Einfache Arbeitszeiterfassung: Tipps für die korrekte Erfassung

Das Arbeitsgesetz (ArG) kommt praktisch für alle Arbeitnehmenden zur Anwendung. So auch der Art. 73 der ArGV 1, welcher regelt, wie umfassend die Arbeitszeiten (inklusive Überzeiten und Pausen usw.) der einzelnen Angestellten zu erfassen sind. Nachfolgend ein paar Tipps für die einfache Arbeitszeiterfassung.

Von: David Schneeberger   Drucken Teilen  

David Schneeberger

Rechtsanwalt, M.A. HSG in Law & Economics. Arbeitet als Leiter Stab am Bundesverwaltungsgericht. Er ist zudem Herausgeber des Online Moduls WEKA Musterverträge.

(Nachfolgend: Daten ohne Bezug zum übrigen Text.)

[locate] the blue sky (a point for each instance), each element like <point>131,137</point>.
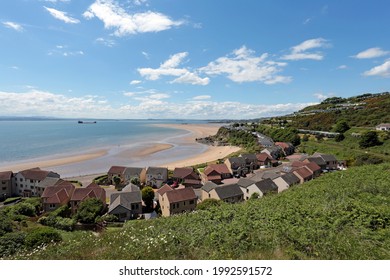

Einfache Arbeitszeiterfassung

Art der Zeiterfassung

Existiert im Betrieb eine fixe Arbeits- und Pausenzeit, erübrigt sich dafür eine spezielle Zeiterfassung; dann müssen nur Abweichungen notiert werden.

Bei Gleitzeit hingegen empfiehlt sich eine einfache Arbeitszeiterfassung, die täglich erfasst wird. Das kann mit einem Gerät im Sinne der Stempeluhr erfolgen oder im EDV-System auf Vertrauensbasis. Zum Schutz beider Parteien sollte dann geregelt werden, dass die Daten monatlich dem Arbeitgeber zum Visum vorgelegt werden und dass nicht gemeldete Mehrarbeit verfällt. Nur so können grössere positive oder negative Stundensaldi vermieden werden.

Block- und Gleitzeit

Die Block- und Gleitzeiten sind im Reglement zusammenzustellen.

Vorab sollte der Tagesrahmen festgelegt werden, während dem gearbeitet werden darf (z.B. 06-20 Uhr). Weiter ist die durchschnittliche Sollzeit anzugeben (z.B. 42 Stunden pro Woche). Dann sollte auch die tägliche Regelarbeitszeit des einzelnen Angestellten erfasst werden (die für den Regelfall vorgesehene Aufteilung der wöchentlichen Sollzeit).

Für die einfache Arbeitszeiterfassung sollten auch persönliche Absenzen, welche nicht unter Art. 324a OR fallen, im Reglement geregelt sein (Vor- oder Nachholen usw.). Geregelt werden sollte auch, dass geleistete Überstunden in erster Linie im Verhältnis 1:1 zu kompensieren sind. Dasselbe gilt für die Regelung, wonach im Falle einer Freistellung noch vorhandene Überstunden- und Gleitzeitguthaben sowie Ferien als in dieser Zeit kompensiert gelten.

Beim Gleitzeitsystem sollte bei der Erfassung unterschieden werden, ob Gleitzeit eingetragen wird oder betriebsnotwendige bzw. angeordnete Überstundenarbeit. Diese werden unterschiedlich behandelt, wenn sie bis zum Austritt nicht mehr kompensiert werden können.

Überstunden-/Überzeitarbeit

Überstundenarbeit liegt vor, wenn aus betrieblichen Gründen oder auf Anordnung hin mehr Arbeit geleistet werden, muss als vertraglich vereinbart oder im Betrieb üblich ist. Die Kompensation oder Entschädigung kann (nur in die Zukunft, nicht rückwirkend) durch schriftliche Vereinbarung ganz oder teilweise wegbedungen werden (Art. 321c OR).

Überschreitet hingegen die Überstundenarbeit die Höchstarbeitszeit von 45/50 Stunden pro Woche, liegt gleichzeitig Überzeitarbeit nach Art. 12 ff. ArG. Solche darf nur aus den im Gesetz genannten Gründen geleistet werden. Das Gesetz regelt zudem, innert welcher Zeit solche Mehrarbeit zu kompensieren sind bzw. welche Entschädigung dafür auszurichten ist. Diese Bestimmungen sind zwingend und können von den Parteien nicht abgeändert werden.

Insbesondere bei Gleitzeitarbeit ist es daher wichtig, dass zwischen Gleitzeit, Überstunden- und Überzeitarbeit unterschieden wird.

Saldoübertrag

Der monatliche und jährliche Saldoübertrag muss klar geregelt werden; ebenso was mit den darüber hinaus gehenden Plus-/Minusstunden (Verfall/Lohnabzug) geschieht.

Saldo bei Austritt

Sowohl im Vertrag als auch bei einer Kündigung sind die Arbeitnehmer darauf hinzuweisen, dass ein allfälliger Gleitzeitsaldo bis zur Beendigung ausgeglichen werden muss.